忠清待望論


韓国紙セゲイルボ・コラム「説往説来」

 “政界の風雲児”と呼ばれるほど波乱万丈の人生を過ごしてきた金鍾泌(JP)元首相の最後の夢は意外だった。「私は男としてやる価値があることは全てやったし、行ってみる価値があるところも全て行った。妻の膝枕で横になって死ぬのが最後の望みだ」。首相を務めた金大中(DJ)政府と袂を分かった後とはいえ依然政界に身を置いていたので、私的な席でその話を聞いて“ロマンチストらしい”と感じた。

 3金時代の一角をなすJPは権力のナンバー2にとどまった。主導的に加担した革命政府でも、議員内閣制を掲げ3党統合した盧泰愚・金泳三政府でも権力の中心にはなれなかった。「我々が(愚かな)田舎っぺか?」。1995年、自民連を結党した彼は“忠清道田舎っぺ論”の力で地方選挙や15代総選挙で旋風を起こした。大統領には力不足だったが、共同政府を生み出すのに成功した。97年のDJP連合以降、忠清は大統領を目指す嶺南(半島東南部)、湖南(同西南部)地域の政治家の求愛の対象となった。

 そんな忠清からぼつぼつ「いつまでも介添え役ばかりでいいのか」という声が出ている。

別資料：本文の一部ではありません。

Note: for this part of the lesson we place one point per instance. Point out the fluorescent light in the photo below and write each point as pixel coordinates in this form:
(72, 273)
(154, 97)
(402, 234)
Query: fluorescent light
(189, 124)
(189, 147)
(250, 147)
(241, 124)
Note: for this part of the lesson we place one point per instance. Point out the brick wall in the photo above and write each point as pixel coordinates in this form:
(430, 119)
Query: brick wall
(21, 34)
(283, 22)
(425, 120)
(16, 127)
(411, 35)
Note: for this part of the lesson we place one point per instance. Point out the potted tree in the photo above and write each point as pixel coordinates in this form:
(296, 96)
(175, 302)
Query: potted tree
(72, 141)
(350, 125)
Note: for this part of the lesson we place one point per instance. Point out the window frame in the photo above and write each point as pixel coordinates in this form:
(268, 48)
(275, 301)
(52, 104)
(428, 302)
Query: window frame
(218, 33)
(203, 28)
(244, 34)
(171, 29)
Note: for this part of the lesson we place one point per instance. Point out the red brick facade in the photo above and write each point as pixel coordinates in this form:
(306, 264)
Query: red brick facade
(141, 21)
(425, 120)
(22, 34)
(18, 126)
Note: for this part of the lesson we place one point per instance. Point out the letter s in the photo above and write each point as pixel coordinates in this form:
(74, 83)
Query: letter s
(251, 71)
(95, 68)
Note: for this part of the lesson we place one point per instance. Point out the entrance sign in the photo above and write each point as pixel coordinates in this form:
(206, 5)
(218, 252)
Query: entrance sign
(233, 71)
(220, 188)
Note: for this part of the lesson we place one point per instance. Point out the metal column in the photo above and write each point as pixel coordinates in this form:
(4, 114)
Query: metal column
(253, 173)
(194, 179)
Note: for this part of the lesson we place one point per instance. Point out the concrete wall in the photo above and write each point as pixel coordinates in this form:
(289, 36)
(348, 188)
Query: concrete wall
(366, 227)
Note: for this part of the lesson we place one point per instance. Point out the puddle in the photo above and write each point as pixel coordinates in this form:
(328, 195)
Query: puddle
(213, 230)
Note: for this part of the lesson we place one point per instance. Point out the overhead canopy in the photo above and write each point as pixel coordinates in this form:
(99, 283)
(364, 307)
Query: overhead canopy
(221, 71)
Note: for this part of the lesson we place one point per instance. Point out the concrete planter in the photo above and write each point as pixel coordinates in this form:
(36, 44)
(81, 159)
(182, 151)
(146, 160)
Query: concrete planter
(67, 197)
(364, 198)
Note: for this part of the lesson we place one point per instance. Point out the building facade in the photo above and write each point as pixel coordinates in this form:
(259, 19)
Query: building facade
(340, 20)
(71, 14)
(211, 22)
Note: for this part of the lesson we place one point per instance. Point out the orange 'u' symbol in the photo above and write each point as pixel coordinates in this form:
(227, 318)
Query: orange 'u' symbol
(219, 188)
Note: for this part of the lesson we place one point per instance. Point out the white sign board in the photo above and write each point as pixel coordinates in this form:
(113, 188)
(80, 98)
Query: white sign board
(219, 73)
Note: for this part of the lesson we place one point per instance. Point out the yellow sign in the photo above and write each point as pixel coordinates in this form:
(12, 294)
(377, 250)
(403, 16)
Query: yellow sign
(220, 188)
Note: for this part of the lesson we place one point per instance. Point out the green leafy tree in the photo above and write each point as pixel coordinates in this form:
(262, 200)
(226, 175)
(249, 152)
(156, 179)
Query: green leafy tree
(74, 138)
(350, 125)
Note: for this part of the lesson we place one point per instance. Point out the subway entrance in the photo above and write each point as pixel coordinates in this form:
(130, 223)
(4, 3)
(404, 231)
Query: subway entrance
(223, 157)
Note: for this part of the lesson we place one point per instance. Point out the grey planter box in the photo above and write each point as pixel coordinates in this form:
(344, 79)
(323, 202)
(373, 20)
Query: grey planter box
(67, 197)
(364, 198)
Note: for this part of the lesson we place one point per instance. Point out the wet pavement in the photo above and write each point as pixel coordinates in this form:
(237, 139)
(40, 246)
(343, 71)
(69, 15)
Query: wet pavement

ちょうど忠清道陰城出身の潘基文国連事務総長が各種世論調査で2017年大統領選挙の支持率1位を走っている。大統領選挙への挑戦を示唆したことはないが、「絶対に出ない」とはっきり否定したこともない。先の総選挙で与党セヌリ党が惨敗、大統領候補者たちが壊滅状態となり、彼の存在感はいっそう大きくなった。今月末の済州フォーラム、G7主要国首脳会議に参加するため韓国と日本を訪問する。今から潘事務総長が誰と会って何を話すのか、関心が集まっている。それでも彼の出馬を楽観する政治家、専門家はあまりいない。外交官特有の慎重さ、名誉を重視する性向などを考えると、与党の“救援投手”を自任する可能性は小さいと見られている。

 セヌリ党の鄭宇沢議員が公に“忠清待望論”に火をつけた。4選(清州上党選出)の彼は昨日、あるラジオのインタビューで「忠清道民は今こそ忠清道が政治の主軸になればいいという認識が強い」と述べ、大統領選挙に挑戦する意向を表明した。忠清地域の人口が湖南より多く、議席数もTK(大邱・慶尚北道)より多いので、旗を掲げる時がきたというのだ。そうだろうか。嶺・湖南地域が“問答無用”で集中票を投じる時、忠清は全国の投票結果に近い均衡感覚を見せてきた。政党よりは人物をみるという意味だ。“忠清政権”だけでは忠清の民心を得ることはできない。

(5月14日付)

※記事は本紙の編集方針とは別であり、韓国の論調として紹介するものです。